And then you've got everyone else:

"OH MY GODDD OH MY GODGODGOGDGOO HOLY DOOLEY COW SHE WHAT???????????????"

A lot of comments that are written for book clubs across Wattpad can be found here! It's the really thoughtful, interested person who gives a summary of their thoughts on the chapter. However, while they leave it as a critique with feedback -- including things they wish you did better -- it is calm, professional, and honestly, really helpful.

It's basically like receiving a mini-review as a comment! These people are simply amazing. They tell you what they like, what they would do differently, and talk about the characters and storyline in a way that is quite inspiring.

While I'm sure a lot of us love our mothers, unfortunately, not everyone has great mothers. As someone who works with kids, I've seen some parents who make me quite sad because it's clear that they're not very encouraging and supportive of their kid. Sometimes, they barely even know their kid.

Like, once, one of my kids had her mother come to her final soccer game of the season, and the mother spent the whole game on her phone. When her daughter ran up to her after the game to tell her that she had scored two goals, her mother brushed it aside. And I literally wanted to cry for her.

Oops. That was depressing.

Another story: I had a mother pull her daughter out of soccer because she didn't like how the other girls in the soccer team talked about Kim Kardashian this one afternoon only. Ridiculous.

Anyways! Focus, Rhea, focus!

This is also a book club commenter, but this person who is supposed to write a thoughtful critique for the chapter instead writes something like this:

"This was really good!"

"Good chapter!"

"Didn't like it. Too much Kim Kardashian."

Basically, comments that were meant to be critiques but end up... being nothing. Like, give me something, bestie. What did you like? What didn't you like? What do you have against Kim Kardashian?

You know those dads who like... will beat you up if you talk trash about their kid?

This is that commenter.

I don't know how they do it. It's like they made some sort of deal with Wattpad HQ where, in exchange for some pencil sharpeners, they get a notification every time someone mildly criticises their favourite book.

Then, they go off. They explode. They eat up the person giving the polite critiques.

These people are scary. Be wary. I recommend applying some sage to your own comments to avoid them.

No one likes this guy. Because he's literally a flamer.

For those who are unfamiliar with the term, a flamer is someone who basically hates on a story. Unlike someone who leaves constructive criticism, this person bashes the story in a way that's really difficult to take in. Things like:

"This is the worst character in the world. I hate everything about this story. You should be ashamed of yourself. Your mother fed you banana custard as a kid and you wrote this trash?
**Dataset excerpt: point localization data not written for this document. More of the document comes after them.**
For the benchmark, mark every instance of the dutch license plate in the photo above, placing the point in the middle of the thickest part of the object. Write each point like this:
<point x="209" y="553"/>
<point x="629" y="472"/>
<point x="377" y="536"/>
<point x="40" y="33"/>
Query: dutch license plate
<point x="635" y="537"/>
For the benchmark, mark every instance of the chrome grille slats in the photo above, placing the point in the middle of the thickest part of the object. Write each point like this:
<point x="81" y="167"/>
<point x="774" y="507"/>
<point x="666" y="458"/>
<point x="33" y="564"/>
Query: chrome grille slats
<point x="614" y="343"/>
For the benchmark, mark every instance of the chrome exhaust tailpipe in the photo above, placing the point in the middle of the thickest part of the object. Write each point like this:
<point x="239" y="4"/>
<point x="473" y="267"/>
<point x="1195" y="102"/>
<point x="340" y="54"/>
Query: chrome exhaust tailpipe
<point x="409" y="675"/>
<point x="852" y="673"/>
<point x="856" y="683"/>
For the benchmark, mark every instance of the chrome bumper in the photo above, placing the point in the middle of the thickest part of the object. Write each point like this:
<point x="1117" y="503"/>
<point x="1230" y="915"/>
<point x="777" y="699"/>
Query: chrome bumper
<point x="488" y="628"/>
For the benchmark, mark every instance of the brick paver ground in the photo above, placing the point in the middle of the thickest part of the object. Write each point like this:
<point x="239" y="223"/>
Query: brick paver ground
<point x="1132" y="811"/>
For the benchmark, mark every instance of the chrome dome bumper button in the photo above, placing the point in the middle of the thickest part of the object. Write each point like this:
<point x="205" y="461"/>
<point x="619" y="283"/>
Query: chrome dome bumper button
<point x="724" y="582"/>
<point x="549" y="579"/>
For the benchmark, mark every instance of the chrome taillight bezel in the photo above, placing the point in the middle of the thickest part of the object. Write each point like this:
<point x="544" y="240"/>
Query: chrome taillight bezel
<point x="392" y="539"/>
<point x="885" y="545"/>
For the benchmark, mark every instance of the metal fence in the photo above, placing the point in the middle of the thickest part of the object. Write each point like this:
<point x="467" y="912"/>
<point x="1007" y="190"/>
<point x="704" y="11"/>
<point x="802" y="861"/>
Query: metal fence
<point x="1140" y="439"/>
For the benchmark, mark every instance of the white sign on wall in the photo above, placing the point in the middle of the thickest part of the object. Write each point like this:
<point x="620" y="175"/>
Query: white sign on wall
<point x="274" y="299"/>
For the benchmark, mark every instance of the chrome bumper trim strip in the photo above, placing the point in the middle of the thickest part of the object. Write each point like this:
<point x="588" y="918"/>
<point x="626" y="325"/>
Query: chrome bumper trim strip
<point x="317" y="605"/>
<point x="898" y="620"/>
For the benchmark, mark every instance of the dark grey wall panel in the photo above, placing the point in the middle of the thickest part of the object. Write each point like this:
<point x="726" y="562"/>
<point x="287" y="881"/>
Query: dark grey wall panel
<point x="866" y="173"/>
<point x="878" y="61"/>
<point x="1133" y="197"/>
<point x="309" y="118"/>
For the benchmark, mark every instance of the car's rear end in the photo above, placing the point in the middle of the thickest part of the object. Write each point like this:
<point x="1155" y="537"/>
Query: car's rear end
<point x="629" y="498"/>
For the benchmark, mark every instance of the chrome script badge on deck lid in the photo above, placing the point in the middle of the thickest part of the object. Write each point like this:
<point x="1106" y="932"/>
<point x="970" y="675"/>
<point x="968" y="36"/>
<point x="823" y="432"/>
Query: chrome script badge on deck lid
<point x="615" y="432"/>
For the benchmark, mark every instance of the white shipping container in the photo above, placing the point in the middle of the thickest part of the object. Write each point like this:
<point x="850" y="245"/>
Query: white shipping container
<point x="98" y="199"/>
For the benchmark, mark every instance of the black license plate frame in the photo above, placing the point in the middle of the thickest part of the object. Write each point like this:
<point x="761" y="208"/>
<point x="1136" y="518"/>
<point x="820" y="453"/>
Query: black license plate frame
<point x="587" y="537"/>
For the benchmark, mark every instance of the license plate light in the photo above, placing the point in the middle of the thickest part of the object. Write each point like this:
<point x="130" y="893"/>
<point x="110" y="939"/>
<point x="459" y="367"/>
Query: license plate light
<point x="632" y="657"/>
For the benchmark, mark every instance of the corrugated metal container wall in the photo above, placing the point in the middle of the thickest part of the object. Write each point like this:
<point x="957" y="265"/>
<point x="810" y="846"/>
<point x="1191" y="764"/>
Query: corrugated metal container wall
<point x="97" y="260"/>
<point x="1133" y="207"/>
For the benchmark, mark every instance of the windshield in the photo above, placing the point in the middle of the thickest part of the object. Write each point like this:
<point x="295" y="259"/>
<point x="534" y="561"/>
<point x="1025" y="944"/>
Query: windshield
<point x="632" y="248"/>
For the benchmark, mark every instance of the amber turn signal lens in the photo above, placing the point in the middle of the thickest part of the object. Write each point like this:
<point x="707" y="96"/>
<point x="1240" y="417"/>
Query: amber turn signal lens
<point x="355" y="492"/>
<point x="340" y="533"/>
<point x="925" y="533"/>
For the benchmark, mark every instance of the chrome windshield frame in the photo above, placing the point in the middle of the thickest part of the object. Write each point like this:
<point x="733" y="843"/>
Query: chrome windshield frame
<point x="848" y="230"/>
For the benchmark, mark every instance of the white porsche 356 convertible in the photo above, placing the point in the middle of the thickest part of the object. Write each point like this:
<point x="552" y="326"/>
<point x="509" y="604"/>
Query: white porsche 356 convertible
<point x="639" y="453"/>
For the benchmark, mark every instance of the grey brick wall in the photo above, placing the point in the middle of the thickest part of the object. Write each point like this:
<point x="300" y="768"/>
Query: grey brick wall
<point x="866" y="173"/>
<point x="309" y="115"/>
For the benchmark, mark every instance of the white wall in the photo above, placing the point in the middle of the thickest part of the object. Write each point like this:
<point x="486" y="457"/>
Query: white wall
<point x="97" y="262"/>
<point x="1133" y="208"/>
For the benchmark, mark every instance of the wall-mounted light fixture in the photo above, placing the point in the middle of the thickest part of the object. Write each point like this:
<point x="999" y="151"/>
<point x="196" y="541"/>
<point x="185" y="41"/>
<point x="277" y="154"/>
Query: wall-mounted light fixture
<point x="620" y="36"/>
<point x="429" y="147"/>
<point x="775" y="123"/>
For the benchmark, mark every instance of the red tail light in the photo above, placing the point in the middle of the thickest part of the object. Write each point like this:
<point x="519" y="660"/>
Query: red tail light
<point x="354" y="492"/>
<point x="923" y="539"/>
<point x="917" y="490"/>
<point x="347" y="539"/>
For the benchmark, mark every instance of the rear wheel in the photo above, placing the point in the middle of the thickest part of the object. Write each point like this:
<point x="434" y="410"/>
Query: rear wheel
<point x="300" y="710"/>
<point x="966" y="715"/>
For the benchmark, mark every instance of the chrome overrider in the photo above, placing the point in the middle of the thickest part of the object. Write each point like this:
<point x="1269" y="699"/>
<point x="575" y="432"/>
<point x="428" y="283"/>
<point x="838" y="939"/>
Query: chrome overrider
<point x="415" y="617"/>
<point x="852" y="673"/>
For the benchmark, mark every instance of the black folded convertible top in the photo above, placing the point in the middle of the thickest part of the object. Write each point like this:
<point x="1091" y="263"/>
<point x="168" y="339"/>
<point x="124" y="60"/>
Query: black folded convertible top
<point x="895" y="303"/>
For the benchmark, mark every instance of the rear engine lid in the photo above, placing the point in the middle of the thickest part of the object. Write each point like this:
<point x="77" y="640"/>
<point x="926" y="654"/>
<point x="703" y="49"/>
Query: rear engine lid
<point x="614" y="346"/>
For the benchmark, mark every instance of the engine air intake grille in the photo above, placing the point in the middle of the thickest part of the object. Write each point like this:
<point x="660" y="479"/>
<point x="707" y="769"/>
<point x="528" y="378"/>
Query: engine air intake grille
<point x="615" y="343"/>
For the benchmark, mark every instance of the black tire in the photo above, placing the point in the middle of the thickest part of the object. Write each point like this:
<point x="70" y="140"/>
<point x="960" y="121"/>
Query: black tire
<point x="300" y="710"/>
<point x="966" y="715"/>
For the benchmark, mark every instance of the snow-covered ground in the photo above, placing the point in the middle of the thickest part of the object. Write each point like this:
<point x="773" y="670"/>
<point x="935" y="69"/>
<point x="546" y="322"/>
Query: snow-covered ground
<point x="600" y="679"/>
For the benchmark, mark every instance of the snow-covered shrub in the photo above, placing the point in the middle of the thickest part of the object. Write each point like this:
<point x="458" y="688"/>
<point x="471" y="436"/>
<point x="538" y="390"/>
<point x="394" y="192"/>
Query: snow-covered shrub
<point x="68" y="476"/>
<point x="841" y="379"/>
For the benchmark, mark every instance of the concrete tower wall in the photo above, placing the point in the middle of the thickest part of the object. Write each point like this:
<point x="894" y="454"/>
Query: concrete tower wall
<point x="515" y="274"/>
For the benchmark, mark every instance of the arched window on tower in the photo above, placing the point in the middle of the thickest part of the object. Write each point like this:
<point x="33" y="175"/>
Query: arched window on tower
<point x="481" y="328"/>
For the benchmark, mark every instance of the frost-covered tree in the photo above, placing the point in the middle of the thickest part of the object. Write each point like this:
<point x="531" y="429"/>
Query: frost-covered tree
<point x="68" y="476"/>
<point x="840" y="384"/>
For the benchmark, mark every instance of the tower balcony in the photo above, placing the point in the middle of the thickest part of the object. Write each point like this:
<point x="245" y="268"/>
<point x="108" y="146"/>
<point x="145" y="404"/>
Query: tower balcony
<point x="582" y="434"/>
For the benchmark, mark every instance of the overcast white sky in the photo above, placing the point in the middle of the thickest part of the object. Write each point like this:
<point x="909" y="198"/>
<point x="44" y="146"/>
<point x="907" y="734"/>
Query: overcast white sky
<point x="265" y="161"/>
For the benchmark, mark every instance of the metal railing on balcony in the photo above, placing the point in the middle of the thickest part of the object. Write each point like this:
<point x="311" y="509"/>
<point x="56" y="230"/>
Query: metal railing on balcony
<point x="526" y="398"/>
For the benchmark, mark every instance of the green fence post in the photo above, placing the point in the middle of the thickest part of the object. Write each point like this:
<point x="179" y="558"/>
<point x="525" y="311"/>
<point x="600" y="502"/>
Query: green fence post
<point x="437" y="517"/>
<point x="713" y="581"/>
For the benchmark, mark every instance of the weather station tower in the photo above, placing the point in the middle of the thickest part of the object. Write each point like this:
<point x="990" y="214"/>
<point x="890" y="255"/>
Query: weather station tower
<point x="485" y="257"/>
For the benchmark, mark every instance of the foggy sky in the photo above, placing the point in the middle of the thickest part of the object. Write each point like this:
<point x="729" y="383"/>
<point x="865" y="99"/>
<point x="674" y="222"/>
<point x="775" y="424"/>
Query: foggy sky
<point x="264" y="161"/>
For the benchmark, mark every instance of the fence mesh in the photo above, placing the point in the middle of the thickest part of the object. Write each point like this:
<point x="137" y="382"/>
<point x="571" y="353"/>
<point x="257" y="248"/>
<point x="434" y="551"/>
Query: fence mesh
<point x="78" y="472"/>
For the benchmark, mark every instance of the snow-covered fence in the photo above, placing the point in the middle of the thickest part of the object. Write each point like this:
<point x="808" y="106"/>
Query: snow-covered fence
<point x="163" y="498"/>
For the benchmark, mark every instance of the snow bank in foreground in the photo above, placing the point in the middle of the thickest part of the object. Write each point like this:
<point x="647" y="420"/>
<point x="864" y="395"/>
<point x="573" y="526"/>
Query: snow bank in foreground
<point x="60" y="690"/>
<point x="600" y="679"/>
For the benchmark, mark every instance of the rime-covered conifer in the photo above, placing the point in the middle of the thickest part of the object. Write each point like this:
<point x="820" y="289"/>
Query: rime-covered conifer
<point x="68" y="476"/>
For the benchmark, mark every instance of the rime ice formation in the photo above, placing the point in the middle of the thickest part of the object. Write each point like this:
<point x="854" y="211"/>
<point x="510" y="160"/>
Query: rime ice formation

Disgrace."

Some people genuinely get harassed by flamers, which is always really painful to see. Especially when the flamer goes for really vulgar language and unacceptable insults.

This one is a specific one that was nearly not included in the chapter, until someone reminded me that they exist. Basically, imagine this scenario: you're reading a story, and the protagonist, this adorable child, sings a song about teaspoons.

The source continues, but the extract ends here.